Canada’s lengthy mine development process is putting billions of dollars in potential critical minerals investment at risk as competing jurisdictions move projects into production years faster, a new study suggests.
Canada takes about 20 years to permit and build a mine compared with 14 years in Australia, according to S&P Global Market Intelligence data cited in PwC Canada’s Mine 2026 report.
Geology alone is no longer enough to secure investment, with policy, permitting, capital and processing capacity increasingly determining which countries capture the most value from the global critical minerals supply chain, the study argues.
“Canada has world-class geology, but projects still have to move through a complex system of federal and provincial assessments and permitting requirements, as well as navigating infrastructure constraints and community engagement processes,” Monica Banting, PwC Canada’s national mining leader, told MINING.COM. “That complexity creates uncertainty around timelines and costs, which makes it harder for investors to commit capital.”
Projects also face financing challenges because of Canada’s relatively high-cost operating environment and the time required to secure social licence, which Banting described as essential to project success alongside regulatory approvals.
Countries with abundant mineral resources can still leave value on the table if projects fail to secure timely permits, adequate financing and access to processing infrastructure, PwC says.
Next phase
The report argues the next phase of the critical minerals race will be decided not only by geology, but by governments’ ability to move projects efficiently from discovery to production while attracting private capital.
It points to Canada’s efforts to strengthen its position through its Critical Minerals Strategy, investment funds, infrastructure spending and international partnerships.

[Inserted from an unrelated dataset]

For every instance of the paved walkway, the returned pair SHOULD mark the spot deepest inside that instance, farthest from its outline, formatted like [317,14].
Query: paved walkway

Five mining projects have been designated nationally significant through the Major Projects Office, representing more than $11.6 billion in estimated capital investment.
Between 2022 and 2024, domestic production of nine critical minerals increased 10%, according to the federal government.
Canada should focus on making project approvals more predictable without weakening environmental or social standards, Banting said.
“The most impactful reforms would improve predictability while maintaining confidence that Canada’s high standards are not being weakened,” she said. “That means better federal-provincial coordination, reducing duplication between review processes, setting clear and time-bound decision deadlines, and giving proponents a single point of contact through a concierge-style model.”
Digital permitting tools could improve transparency and automate routine compliance, Banting also said. Indigenous communities should be engaged as long-term economic partners through clearer consultation, benefit agreements, procurement opportunities, revenue sharing and equity participation where appropriate, she added.
Geology still matters
Although permitting has become a major competitive factor, countries still need both resource endowment and effective policy to succeed, Banting said.
“Geology still matters. You cannot become a trusted supplier of critical minerals without the resources in the ground,” she said. “Geology and well-functioning regulatory and permitting systems are each necessary, but not sufficient conditions for developing a successful mining sector.”
Investors increasingly favour jurisdictions that combine high-quality deposits with a clear development pathway, supportive public policy and coordinated infrastructure planning, Banting said. Countries that also control mineral processing capture a greater share of the value chain from mine to market.
The stakes extend well beyond the mining sector, according to PwC. Governments around the world are racing to secure supplies of critical minerals needed for electric vehicles, renewable energy, defence technologies and advanced manufacturing, making permitting speed and investment certainty strategic advantages rather than administrative issues.
Canada has only a limited window to strengthen its position, Banting warned.
“Critical minerals are an important strength as Canada faces a changing world order and the impacts of geopolitical fragmentation,” she said. “If we cannot move from mining ambition to action, fewer Canadian projects will reach commercial production, resulting in fewer jobs created, less regional infrastructure development and less opportunity to capture value beyond extraction, including processing and value-added supply chain activity.”